SocGen suffers Q2 losses as restructuring bites

Société Générale’s quarterly profit slumped 42%, hit by Eurozone losses at its investment bank and one-off write-downs on the value of its US and Russian subsidiaries.

SocGen said second quarter net income fell to €433m, well off the €677.9m average estimate in a Reuters poll of analysts. Last year, net income was €747m. Revenue fell 3.6% to €6.27bn, above the poll average of €6.13bn.

The bank said sales from the equities fell 24%, while revenues from fixed income, currencies and commodities fell 5.8%. Profit from SocGen’s domestic retail banking networks fell 6.3% to €360m.

The group is undergoing a radical restructuring, to cut debt and sell assets at its corporate and investment banking division, where profits plunged 70% in the second quarter.

SocGen wrote off €250m on its Russian subsidiary Rosbank, which is being overhauled, and €200m on its US subsidiary, the Los Angeles-based investment manager TCW.

Reuters has reported that TCW is close to being sold.

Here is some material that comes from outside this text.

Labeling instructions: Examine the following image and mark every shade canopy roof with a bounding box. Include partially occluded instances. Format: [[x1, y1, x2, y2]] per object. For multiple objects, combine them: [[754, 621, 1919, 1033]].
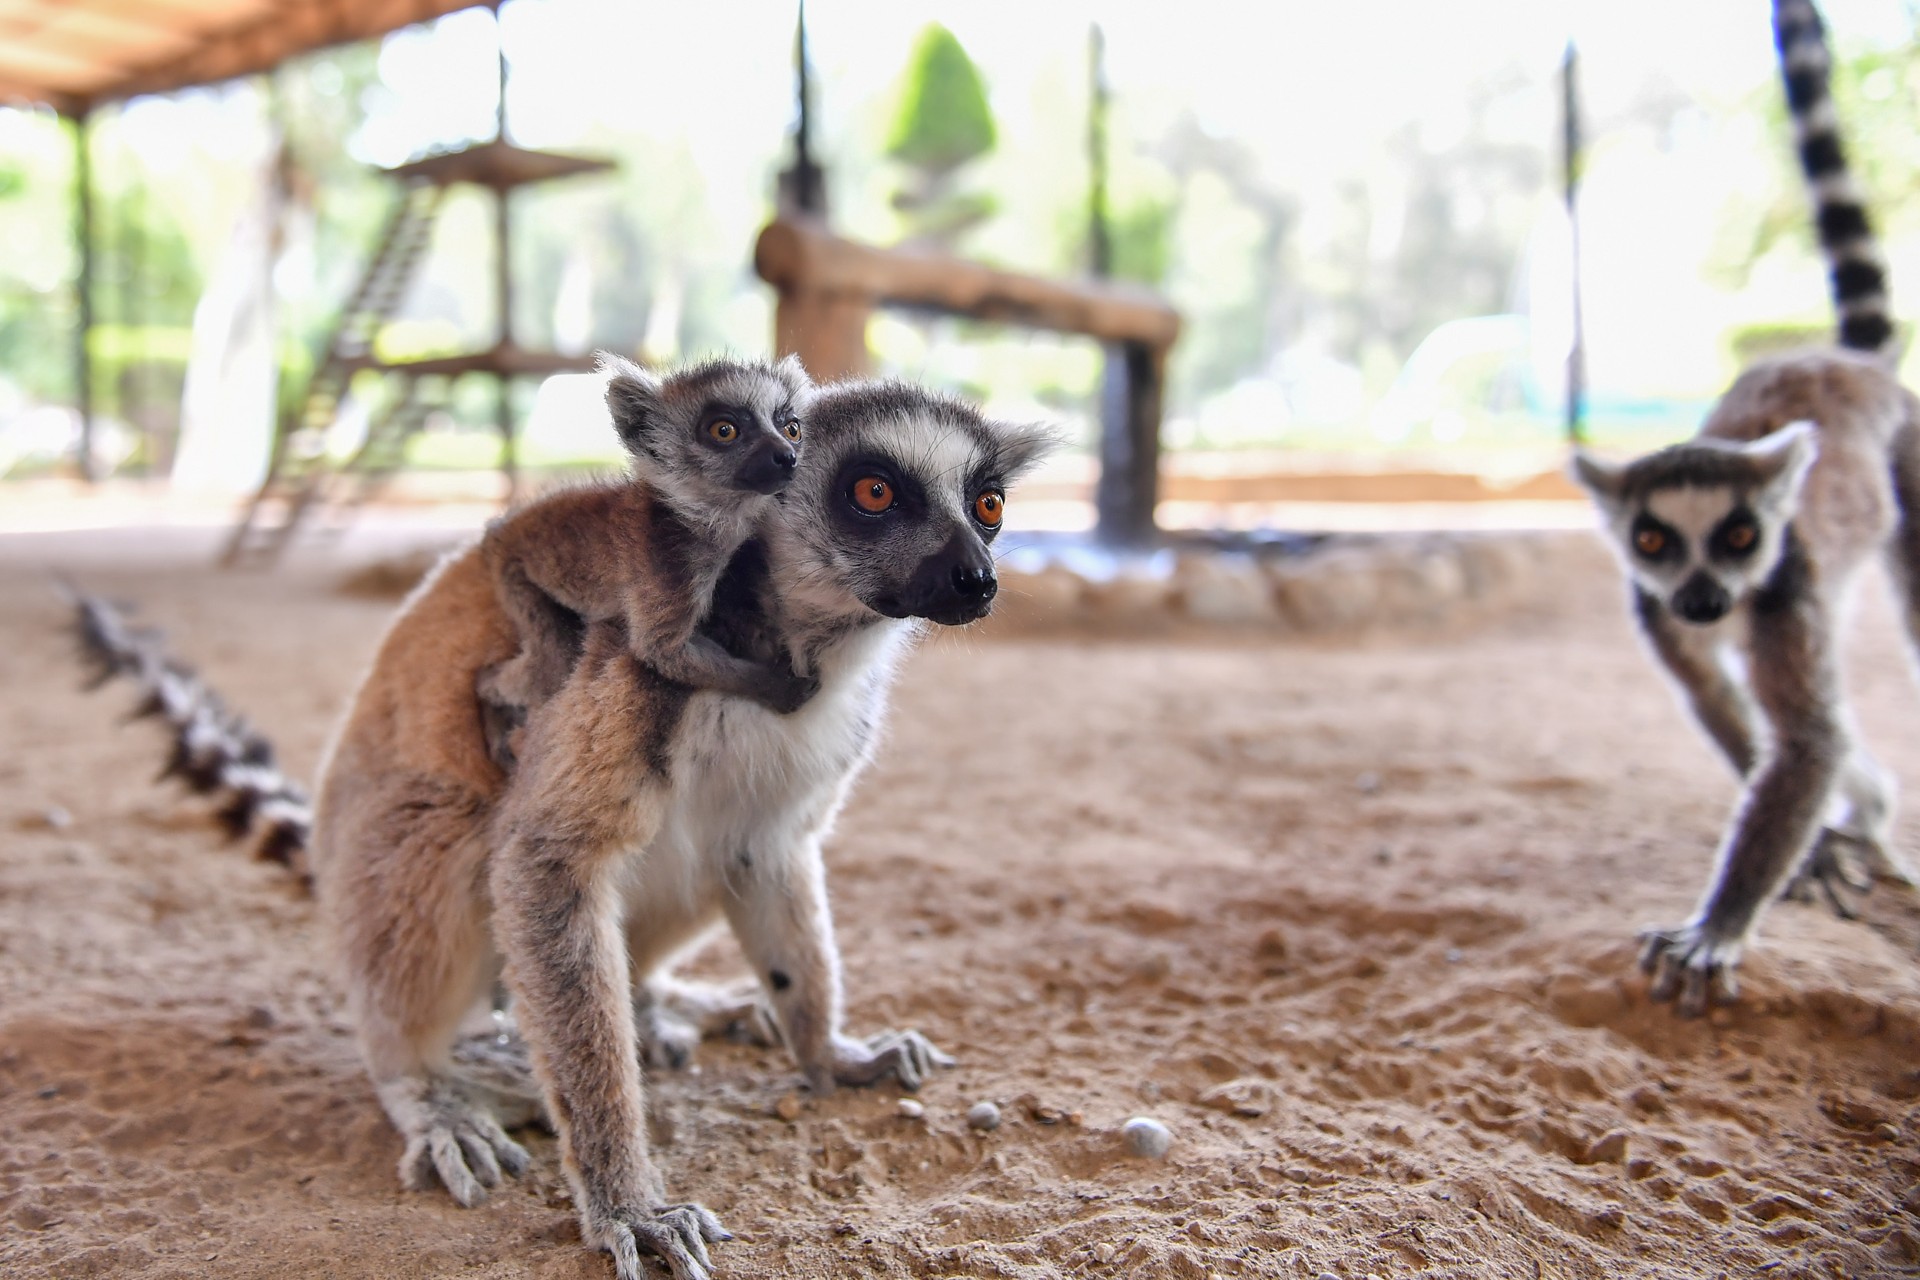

TCW, which manages assets of $127bn, offers a variety of equity, fixed income and alternatives strategies to high net worth and institutional investors. SocGen Group bought a controlling interest in 2001 for $880m, with another 19% over five years dependent on performance.

The value of TCW has been estimated at more than $1bn. Speaking on Reuters Insider television, SocGen deputy chief executive Severin Cabannes refused to say whether TCW was up for sale.

The asset manager has been a buyout target several times since the onset of the crisis. Potential buyers have included US buyout specialist JC Flowers & Co.